Patologia – É aqui que as explicações para as atitudes de Itamar abandonam a esfera econômica para entrar no reino da psicologia. “Itamar desenvolveu uma patologia em relação a Fernando Henrique”, observa o cientista político Fábio Wanderley Reis, catedrático da Universidade Federal de Minas Gerais (UFMG). “A mágoa é a sua principal motivação.” Citando as pesquisas de opinião, o analista constata que o recurso ao “nacionalismo estadual” tem os seus limites, já que o respaldo ao governador tem sido menor que o esperado.
Na política interna do Estado, as atitudes de Itamar não devem prejudicá-lo.

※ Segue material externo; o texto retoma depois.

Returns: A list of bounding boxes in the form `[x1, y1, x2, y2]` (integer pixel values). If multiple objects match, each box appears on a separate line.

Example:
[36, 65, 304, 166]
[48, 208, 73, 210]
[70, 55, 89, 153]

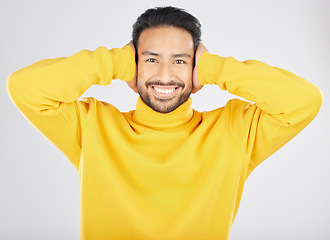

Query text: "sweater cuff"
[110, 45, 136, 81]
[197, 52, 226, 86]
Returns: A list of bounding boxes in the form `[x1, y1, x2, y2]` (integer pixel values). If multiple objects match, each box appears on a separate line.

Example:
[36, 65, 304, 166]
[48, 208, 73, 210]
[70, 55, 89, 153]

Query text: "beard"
[137, 81, 192, 113]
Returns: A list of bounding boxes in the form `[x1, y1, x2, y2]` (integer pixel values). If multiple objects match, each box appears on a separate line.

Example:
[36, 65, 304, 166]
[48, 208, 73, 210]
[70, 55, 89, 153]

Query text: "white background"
[0, 0, 330, 240]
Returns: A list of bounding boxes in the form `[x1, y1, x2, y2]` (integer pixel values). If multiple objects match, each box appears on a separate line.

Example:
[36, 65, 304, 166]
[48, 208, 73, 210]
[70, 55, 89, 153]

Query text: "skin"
[127, 26, 207, 113]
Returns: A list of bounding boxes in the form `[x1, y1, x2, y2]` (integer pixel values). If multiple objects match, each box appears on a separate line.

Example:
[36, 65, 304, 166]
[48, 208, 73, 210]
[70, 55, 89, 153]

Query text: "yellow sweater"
[7, 46, 322, 240]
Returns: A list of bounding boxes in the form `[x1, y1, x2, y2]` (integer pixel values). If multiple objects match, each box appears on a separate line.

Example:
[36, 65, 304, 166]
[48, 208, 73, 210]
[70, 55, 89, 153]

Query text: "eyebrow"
[141, 50, 191, 58]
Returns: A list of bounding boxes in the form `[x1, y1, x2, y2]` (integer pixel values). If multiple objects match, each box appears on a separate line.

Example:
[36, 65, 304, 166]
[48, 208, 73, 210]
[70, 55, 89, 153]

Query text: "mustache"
[145, 80, 186, 88]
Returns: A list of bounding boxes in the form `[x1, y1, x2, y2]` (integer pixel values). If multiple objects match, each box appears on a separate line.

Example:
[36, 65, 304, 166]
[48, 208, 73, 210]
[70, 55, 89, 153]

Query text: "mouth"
[150, 85, 181, 98]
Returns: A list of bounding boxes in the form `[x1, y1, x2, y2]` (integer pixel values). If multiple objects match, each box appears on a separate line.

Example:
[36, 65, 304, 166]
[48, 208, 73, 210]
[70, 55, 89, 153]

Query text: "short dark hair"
[132, 6, 202, 51]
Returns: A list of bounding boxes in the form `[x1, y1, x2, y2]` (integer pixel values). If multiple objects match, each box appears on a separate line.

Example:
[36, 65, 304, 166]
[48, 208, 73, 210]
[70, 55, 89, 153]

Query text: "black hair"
[132, 6, 202, 51]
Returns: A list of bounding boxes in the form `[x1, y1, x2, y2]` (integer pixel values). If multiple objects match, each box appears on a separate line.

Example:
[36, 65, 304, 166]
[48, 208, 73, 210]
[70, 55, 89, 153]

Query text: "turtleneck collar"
[133, 97, 194, 130]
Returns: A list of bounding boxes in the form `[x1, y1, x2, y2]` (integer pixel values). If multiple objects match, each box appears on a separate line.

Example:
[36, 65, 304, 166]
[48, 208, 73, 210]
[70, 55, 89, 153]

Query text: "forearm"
[7, 47, 134, 111]
[197, 53, 322, 125]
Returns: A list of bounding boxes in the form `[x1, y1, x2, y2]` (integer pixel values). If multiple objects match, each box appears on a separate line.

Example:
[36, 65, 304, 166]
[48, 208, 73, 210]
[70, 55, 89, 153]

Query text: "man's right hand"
[126, 41, 138, 93]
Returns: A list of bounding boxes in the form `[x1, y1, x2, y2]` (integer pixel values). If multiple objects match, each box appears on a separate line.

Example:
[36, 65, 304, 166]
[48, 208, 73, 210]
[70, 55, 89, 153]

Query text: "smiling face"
[137, 26, 194, 113]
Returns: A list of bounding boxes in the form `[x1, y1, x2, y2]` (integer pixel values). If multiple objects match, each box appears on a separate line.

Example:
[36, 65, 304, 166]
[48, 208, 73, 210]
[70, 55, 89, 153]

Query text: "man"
[7, 7, 322, 240]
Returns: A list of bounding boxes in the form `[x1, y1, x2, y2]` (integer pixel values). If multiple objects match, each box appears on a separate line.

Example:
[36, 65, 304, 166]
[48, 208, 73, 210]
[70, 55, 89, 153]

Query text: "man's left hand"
[192, 42, 207, 93]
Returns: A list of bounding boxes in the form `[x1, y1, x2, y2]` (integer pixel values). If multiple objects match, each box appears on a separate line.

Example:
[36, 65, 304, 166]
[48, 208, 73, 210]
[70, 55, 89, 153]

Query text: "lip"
[149, 85, 181, 98]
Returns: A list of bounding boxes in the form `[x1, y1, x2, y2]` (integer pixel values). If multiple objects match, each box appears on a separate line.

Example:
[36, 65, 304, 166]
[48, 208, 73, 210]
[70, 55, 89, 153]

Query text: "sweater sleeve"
[7, 46, 135, 169]
[197, 52, 322, 174]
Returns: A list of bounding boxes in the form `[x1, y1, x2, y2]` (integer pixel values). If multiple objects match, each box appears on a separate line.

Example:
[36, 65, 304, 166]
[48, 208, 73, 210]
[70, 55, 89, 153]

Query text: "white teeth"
[154, 87, 175, 93]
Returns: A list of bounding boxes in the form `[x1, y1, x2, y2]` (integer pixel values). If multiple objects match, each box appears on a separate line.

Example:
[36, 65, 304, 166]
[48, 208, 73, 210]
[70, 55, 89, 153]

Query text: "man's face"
[137, 26, 194, 113]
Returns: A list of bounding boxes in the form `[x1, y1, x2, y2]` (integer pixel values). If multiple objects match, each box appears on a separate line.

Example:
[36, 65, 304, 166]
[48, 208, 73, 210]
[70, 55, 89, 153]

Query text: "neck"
[133, 97, 194, 130]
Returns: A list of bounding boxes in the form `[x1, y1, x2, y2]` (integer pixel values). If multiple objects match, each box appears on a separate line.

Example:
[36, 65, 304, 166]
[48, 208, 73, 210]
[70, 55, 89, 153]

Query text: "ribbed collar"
[133, 97, 194, 130]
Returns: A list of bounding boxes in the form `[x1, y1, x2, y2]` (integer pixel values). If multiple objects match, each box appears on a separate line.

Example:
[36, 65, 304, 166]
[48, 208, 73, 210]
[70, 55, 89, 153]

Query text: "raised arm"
[7, 46, 135, 168]
[197, 44, 322, 171]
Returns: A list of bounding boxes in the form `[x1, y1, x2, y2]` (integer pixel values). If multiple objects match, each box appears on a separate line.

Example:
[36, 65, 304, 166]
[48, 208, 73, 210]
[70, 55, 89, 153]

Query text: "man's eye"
[147, 58, 157, 63]
[174, 59, 186, 64]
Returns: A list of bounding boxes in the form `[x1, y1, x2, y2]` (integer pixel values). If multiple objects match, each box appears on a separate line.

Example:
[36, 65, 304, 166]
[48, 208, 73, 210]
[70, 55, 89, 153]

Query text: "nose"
[158, 63, 174, 83]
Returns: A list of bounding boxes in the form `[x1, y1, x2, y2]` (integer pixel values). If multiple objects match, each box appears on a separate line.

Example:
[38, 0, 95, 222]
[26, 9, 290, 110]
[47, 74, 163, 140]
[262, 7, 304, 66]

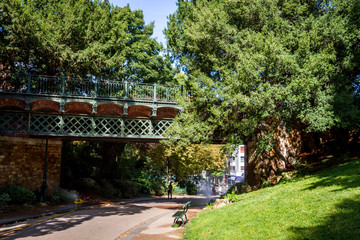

Para Carlos Ranulfo, especialista em sistema partidário, a Assembléia Legislativa se manterá governista, seguindo sua tradição. Dos 77 deputados estaduais, 55 apoiam Itamar – além do PMDB e da esquerda, o PPB e o PTB. Só mesmo PSDB e PFL são de oposição.
Na bancada federal mineira, o quadro é diferente. A maioria dos 53 deputados federais já apóia o governo Fernando Henrique. O confronto entre Belo Horizonte e Brasília não deve alterar o quadro para os deputados federais mineiros, porque as barganhas por alocações orçamentárias para os respectivos redutos eleitorais são feitas no âmbito dos partidos, não dos governos estaduais, explica Ranulfo.
Já o vice-governador Newton Cardoso tem muito com que se preocupar e está fazendo o possível para tornar viável um diálogo entre Itamar e Fernando Henrique, segundo fontes do governo mineiro. Newton foi encarregado de tocar as obras do Estado – sobretudo estradas, pelas quais tem especial apreço. O grupo de prefeitos por ele liderado clama por verbas. Retaliações orçamentárias por parte do governo federal são consideradas improváveis, mas o bloqueio de financiamentos internos e externos – já em andamento – não combina com eleições municipais, marcadas para o ano que vem.